# Bay Report



## captmikestarrett (Apr 28, 2004)

Ok, six of us go out to worry some convict bass. Capt Greg Buckner is piloting the Fin Finder with up to 16 light tackle rods out. Made my spider rigging look tame compared to this... Pretty cool if you ask me. 
First up is always the youngest and prettiest.. Amy fights it in.
Smile









Next up is Young Bob at 70 something years young.









Pax gets one.









Ya thats me 









Steve gets one..nice one









Amy again....Tell me you see the fish right?

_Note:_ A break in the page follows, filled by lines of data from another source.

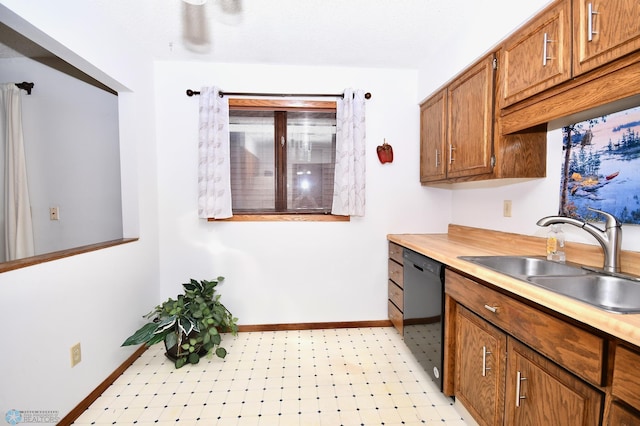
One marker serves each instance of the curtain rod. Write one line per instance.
(297, 95)
(25, 86)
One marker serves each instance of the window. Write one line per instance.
(282, 156)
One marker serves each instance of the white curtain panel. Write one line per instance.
(214, 172)
(349, 179)
(17, 206)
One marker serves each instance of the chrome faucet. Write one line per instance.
(610, 238)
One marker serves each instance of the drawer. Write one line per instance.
(395, 252)
(396, 273)
(396, 317)
(573, 348)
(626, 381)
(396, 295)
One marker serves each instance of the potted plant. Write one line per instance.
(190, 325)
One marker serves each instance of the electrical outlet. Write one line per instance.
(54, 213)
(506, 208)
(76, 354)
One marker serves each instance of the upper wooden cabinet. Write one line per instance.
(538, 55)
(456, 126)
(604, 30)
(433, 137)
(470, 120)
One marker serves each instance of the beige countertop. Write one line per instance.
(461, 241)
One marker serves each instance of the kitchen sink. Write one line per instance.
(524, 266)
(614, 294)
(610, 292)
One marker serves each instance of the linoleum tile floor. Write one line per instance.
(348, 376)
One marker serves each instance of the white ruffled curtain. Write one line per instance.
(18, 227)
(349, 179)
(214, 172)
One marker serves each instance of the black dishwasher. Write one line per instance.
(423, 311)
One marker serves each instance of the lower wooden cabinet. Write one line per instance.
(539, 392)
(480, 367)
(621, 416)
(396, 286)
(502, 381)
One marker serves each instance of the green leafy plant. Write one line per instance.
(190, 325)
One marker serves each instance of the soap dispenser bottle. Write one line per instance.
(555, 244)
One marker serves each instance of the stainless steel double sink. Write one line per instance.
(611, 292)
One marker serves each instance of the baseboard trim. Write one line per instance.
(91, 398)
(314, 325)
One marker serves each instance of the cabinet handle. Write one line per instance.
(493, 309)
(590, 13)
(485, 352)
(545, 55)
(519, 379)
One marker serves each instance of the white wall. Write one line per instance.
(72, 155)
(288, 272)
(490, 22)
(96, 298)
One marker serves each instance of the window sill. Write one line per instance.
(283, 218)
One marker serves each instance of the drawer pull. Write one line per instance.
(590, 14)
(519, 380)
(493, 309)
(485, 352)
(545, 54)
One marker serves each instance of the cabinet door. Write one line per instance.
(538, 392)
(470, 121)
(539, 55)
(433, 134)
(604, 30)
(480, 355)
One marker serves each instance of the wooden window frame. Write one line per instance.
(282, 105)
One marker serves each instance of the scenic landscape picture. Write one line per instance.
(601, 167)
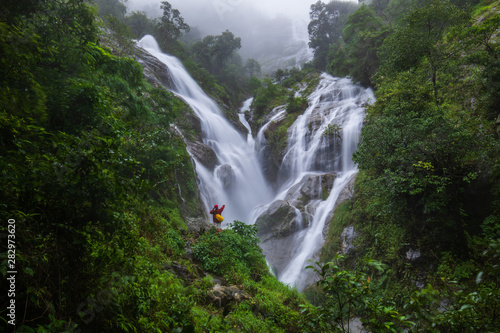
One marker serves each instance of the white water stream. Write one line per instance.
(309, 152)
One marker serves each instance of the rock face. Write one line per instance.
(203, 154)
(348, 236)
(226, 175)
(198, 223)
(284, 219)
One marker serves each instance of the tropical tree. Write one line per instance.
(252, 66)
(417, 39)
(214, 51)
(325, 28)
(170, 27)
(356, 54)
(139, 23)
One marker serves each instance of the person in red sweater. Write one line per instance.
(216, 210)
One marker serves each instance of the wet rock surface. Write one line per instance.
(203, 153)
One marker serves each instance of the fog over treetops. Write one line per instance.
(273, 32)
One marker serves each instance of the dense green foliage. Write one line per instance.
(92, 175)
(429, 158)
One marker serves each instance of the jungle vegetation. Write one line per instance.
(93, 179)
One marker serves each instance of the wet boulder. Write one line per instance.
(277, 221)
(311, 187)
(204, 154)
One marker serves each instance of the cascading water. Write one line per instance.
(238, 163)
(312, 158)
(320, 143)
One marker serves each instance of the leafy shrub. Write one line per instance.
(234, 254)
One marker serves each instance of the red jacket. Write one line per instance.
(217, 211)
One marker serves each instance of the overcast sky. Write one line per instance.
(267, 28)
(224, 8)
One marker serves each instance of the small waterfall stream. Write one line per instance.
(335, 104)
(238, 162)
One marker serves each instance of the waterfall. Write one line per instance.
(321, 142)
(238, 162)
(320, 146)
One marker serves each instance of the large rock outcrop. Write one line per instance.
(284, 219)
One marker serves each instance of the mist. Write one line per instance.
(272, 32)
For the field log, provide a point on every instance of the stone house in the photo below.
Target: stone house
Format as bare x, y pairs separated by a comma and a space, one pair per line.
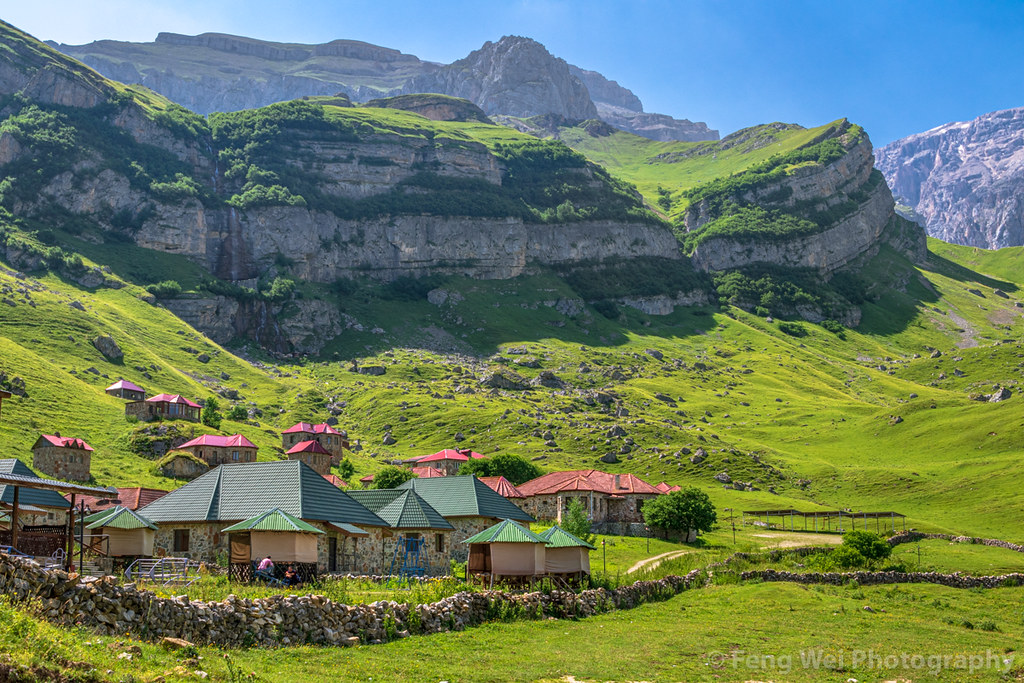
608, 499
446, 462
61, 457
127, 390
468, 504
214, 450
410, 516
164, 407
192, 518
330, 438
312, 454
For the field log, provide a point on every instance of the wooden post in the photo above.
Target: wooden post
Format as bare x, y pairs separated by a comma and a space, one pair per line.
13, 520
69, 555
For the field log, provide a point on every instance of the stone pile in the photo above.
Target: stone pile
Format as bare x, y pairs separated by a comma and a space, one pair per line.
111, 608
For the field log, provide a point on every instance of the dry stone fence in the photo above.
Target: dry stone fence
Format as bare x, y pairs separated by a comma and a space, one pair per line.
111, 608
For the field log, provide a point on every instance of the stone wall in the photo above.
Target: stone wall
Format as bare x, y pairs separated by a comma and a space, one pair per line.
111, 608
60, 463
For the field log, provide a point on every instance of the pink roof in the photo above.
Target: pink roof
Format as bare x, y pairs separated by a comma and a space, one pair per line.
66, 442
427, 472
461, 455
307, 428
595, 480
125, 384
133, 499
308, 446
503, 486
238, 440
171, 398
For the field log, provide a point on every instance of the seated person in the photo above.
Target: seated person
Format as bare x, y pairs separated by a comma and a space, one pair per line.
292, 577
265, 568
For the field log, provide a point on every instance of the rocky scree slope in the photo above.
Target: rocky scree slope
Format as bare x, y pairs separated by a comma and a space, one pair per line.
513, 77
964, 179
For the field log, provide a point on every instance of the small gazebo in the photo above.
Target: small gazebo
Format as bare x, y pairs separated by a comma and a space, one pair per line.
287, 540
565, 555
506, 551
127, 532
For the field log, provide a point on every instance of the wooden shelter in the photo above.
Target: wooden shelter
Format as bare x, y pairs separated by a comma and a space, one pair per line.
120, 531
287, 540
507, 551
565, 555
20, 487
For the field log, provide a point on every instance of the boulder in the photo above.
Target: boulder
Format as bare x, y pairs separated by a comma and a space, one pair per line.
105, 345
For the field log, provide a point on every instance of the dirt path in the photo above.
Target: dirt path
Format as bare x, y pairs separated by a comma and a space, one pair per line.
653, 562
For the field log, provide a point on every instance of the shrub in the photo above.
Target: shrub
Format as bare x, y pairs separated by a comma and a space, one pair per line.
391, 476
681, 511
871, 546
792, 329
168, 289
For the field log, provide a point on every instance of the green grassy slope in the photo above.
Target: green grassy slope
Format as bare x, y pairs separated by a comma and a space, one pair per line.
815, 408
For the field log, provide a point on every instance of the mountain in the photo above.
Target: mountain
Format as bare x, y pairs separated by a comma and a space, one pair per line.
965, 179
514, 77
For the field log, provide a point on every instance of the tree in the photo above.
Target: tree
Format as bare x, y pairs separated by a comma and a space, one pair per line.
514, 468
346, 470
576, 521
391, 477
871, 546
211, 414
685, 510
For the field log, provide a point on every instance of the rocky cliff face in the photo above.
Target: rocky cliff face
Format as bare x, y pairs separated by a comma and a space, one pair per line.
849, 182
515, 76
965, 179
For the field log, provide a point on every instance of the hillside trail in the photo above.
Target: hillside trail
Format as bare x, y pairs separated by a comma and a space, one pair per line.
653, 562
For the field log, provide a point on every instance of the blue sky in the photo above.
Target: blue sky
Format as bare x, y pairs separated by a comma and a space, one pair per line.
896, 68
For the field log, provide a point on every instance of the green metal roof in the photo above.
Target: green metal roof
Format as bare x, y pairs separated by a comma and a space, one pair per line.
27, 496
559, 538
241, 491
121, 517
401, 508
273, 520
506, 530
465, 497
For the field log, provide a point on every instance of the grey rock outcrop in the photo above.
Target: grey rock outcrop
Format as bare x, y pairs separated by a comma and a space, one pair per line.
964, 179
515, 76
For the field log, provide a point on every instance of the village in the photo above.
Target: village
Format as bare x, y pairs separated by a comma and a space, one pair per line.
233, 511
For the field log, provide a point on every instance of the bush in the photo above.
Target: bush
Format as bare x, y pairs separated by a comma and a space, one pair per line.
792, 329
391, 476
168, 289
681, 511
870, 546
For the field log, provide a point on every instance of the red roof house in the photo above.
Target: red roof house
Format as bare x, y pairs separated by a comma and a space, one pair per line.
312, 454
216, 450
329, 437
607, 498
164, 407
133, 499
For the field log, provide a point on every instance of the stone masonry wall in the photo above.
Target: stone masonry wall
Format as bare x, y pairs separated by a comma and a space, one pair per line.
71, 464
111, 608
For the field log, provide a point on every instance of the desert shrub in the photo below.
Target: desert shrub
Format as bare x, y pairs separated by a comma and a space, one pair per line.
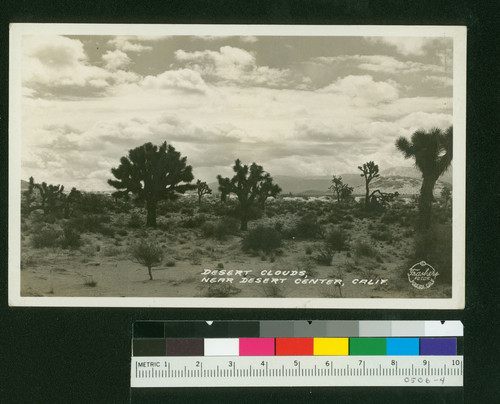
408, 233
88, 223
122, 232
170, 262
336, 240
278, 226
324, 256
362, 249
148, 254
307, 227
90, 282
107, 231
221, 229
70, 238
195, 256
135, 221
384, 235
28, 261
194, 222
46, 238
49, 218
188, 211
111, 251
262, 238
222, 290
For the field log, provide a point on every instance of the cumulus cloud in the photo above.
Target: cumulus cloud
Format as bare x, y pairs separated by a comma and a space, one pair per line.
57, 61
249, 39
363, 90
425, 120
184, 79
232, 65
56, 65
128, 44
115, 59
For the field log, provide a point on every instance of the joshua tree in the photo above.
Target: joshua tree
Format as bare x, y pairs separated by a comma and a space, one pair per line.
74, 197
370, 171
249, 184
147, 254
267, 189
433, 152
445, 196
202, 189
152, 173
342, 191
51, 197
224, 187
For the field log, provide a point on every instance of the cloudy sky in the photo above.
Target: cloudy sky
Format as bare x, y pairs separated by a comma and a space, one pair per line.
302, 106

This time I get a lamprey as a bonus..









Fran hooks up ... nice fish too...









Daryl the camera is this way.. Dang









Greg and his mate where great and you should get on his booking now while there are still some openings. 
(301) 873-1327

Capt Mike


----------



## RuddeDogg (Mar 20, 2004)

Great job guys. Way to go.


----------



## SkunkApe (Dec 9, 2006)

WOW!! Banner day, nice work out there!!


----------



## crappietracker (Mar 31, 2006)

that's awesome! i can't wait till opening day. have a trip booked.


----------



## bbcroaker (Jan 6, 2005)

WTG Nice:fishing:
Yeah I did see the fish but then I'm an old croaker. 
Yeah Amy is a pretty one and knows how to catch fish and she's gona be good catch for a lucky guy


----------



## rattler (Jul 3, 2004)

looks like a great trip...good job...


----------